Pydata-visualizer
A powerful and intuitive Python library for exploratory data analysis and data profiling.
Overview
Pydata-visualizer automatically analyzes your dataset, generates interactive visualizations, and provides detailed statistical insights with minimal code. It’s designed to streamline the initial exploration phase of your data science workflow.
Features
Comprehensive Data Profiling: Analyze numerical, categorical, boolean, and string data types with detailed statistics
Automated Data Quality Checks: Detect missing values, outliers (IQR/Z-score methods), skewed distributions, duplicate rows (with indices and samples), and more
Interactive Visualizations: Generate distribution plots, correlation heatmaps, word clouds, and statistical charts using Plotly or Seaborn
Dual Rendering Modes: Choose between interactive Plotly charts or static Seaborn/Matplotlib visualizations
Text Analysis: Automatic word frequency analysis and word cloud generation for text columns
Rich HTML Reports: Export analysis to visually appealing and shareable HTML reports with interactive or static charts
Performance Optimized: Fast analysis even on large datasets with minimal mode and modular settings
Correlation Analysis: Calculate Pearson, Spearman, and Cramér’s V correlations between variables
Flexible Configuration: Customize analysis thresholds and options via the comprehensive Settings class with 15+ configurable parameters
Modular Analysis: Toggle individual components (plots, correlations, alerts, sample data, overview) on/off for customized reports
Installation
pip install pydata-visualizer
Quick Start
import pandas as pd
from data_visualizer.profiler import AnalysisReport
# Load your dataset
df = pd.read_csv("your_dataset.csv")
# Create a report with default settings
report = AnalysisReport(df)
report.to_html("report.html")
Advanced Usage
from data_visualizer.profiler import AnalysisReport, Settings
# Configure analysis settings
settings = Settings(
minimal=False, # Set to True for faster, minimal analysis
top_n_values=5, # Show top 5 values in categorical columns
skewness_threshold=2.0, # Tolerance for skewness alerts
outlier_method='iqr', # Outlier detection method: 'iqr' or 'zscore'
outlier_threshold=1.5, # IQR multiplier for outlier detection
duplicate_threshold=5.0, # Percentage threshold for duplicate alerts
text_analysis=True, # Enable word frequency analysis for text columns
use_plotly=True, # Use Plotly for interactive visualizations (default: False for Seaborn)
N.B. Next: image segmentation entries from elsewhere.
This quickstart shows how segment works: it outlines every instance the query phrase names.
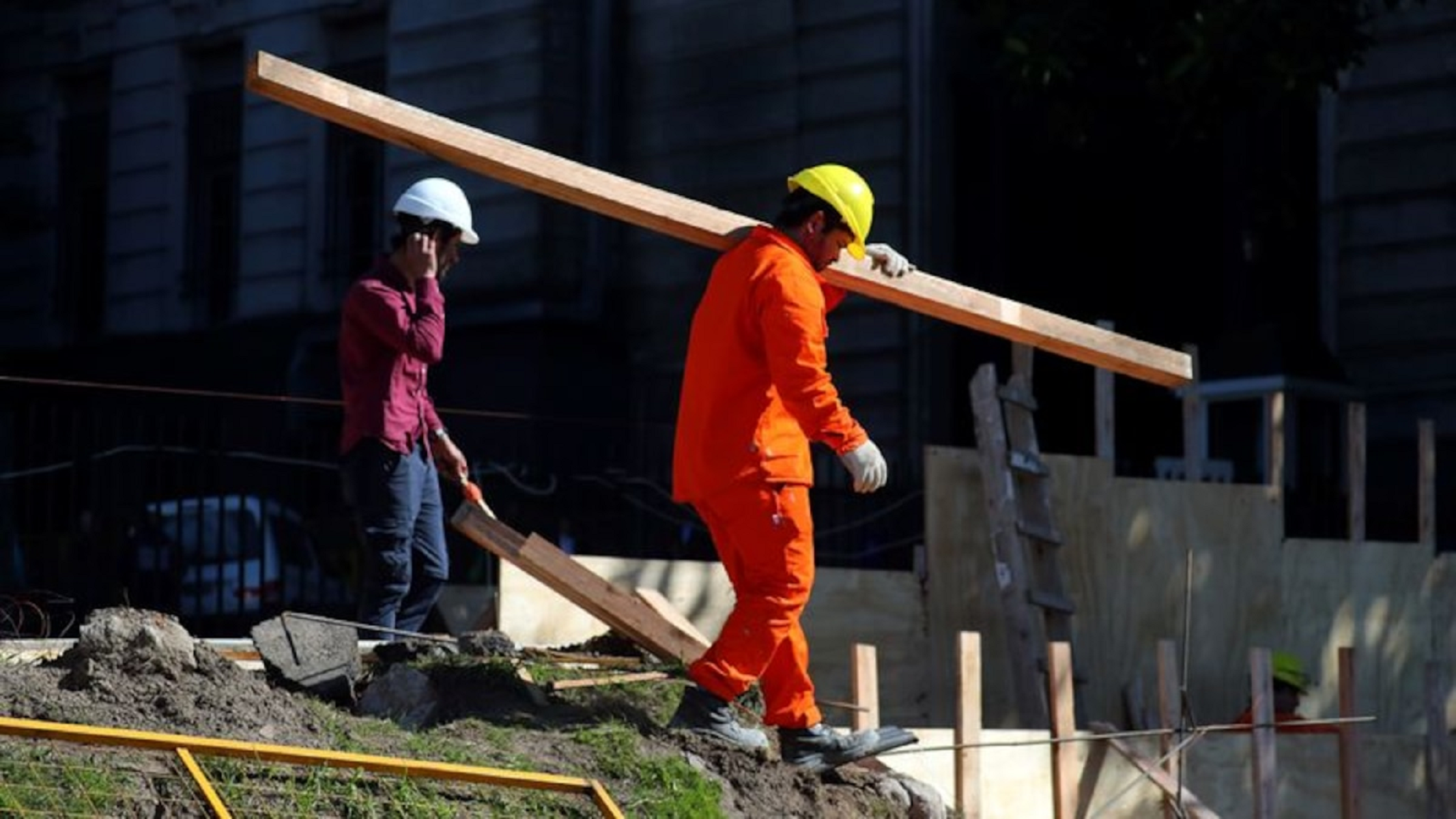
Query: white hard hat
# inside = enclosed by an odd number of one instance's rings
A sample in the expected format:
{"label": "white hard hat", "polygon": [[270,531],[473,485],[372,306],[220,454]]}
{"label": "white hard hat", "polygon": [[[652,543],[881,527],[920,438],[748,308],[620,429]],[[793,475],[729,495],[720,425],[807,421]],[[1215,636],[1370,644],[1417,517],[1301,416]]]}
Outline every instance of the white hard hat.
{"label": "white hard hat", "polygon": [[460,228],[460,241],[464,244],[480,241],[470,228],[470,201],[464,198],[464,191],[448,179],[431,176],[415,182],[399,195],[395,212],[419,217],[427,224],[435,220],[447,221]]}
include_plots=True, # Include visualizations/plots
include_correlations=True, # Include correlation analysis
include_correlations_plots=True, # Include correlation heatmaps
include_correlations_json=False, # Include correlation data in JSON format
include_alerts=True, # Include data quality alerts
include_sample_data=True, # Include head/tail samples
include_overview=True # Include dataset overview statistics
)
# Create report with custom settings
report = AnalysisReport(df, settings=settings)
report.to_html("custom_report.html")
Requirements
Python 3.8+
pandas
matplotlib
seaborn
numpy
scipy
jinja2
visions
pydantic
colorama
tqdm
imagehash
wordcloud
plotly
Links
License
MIT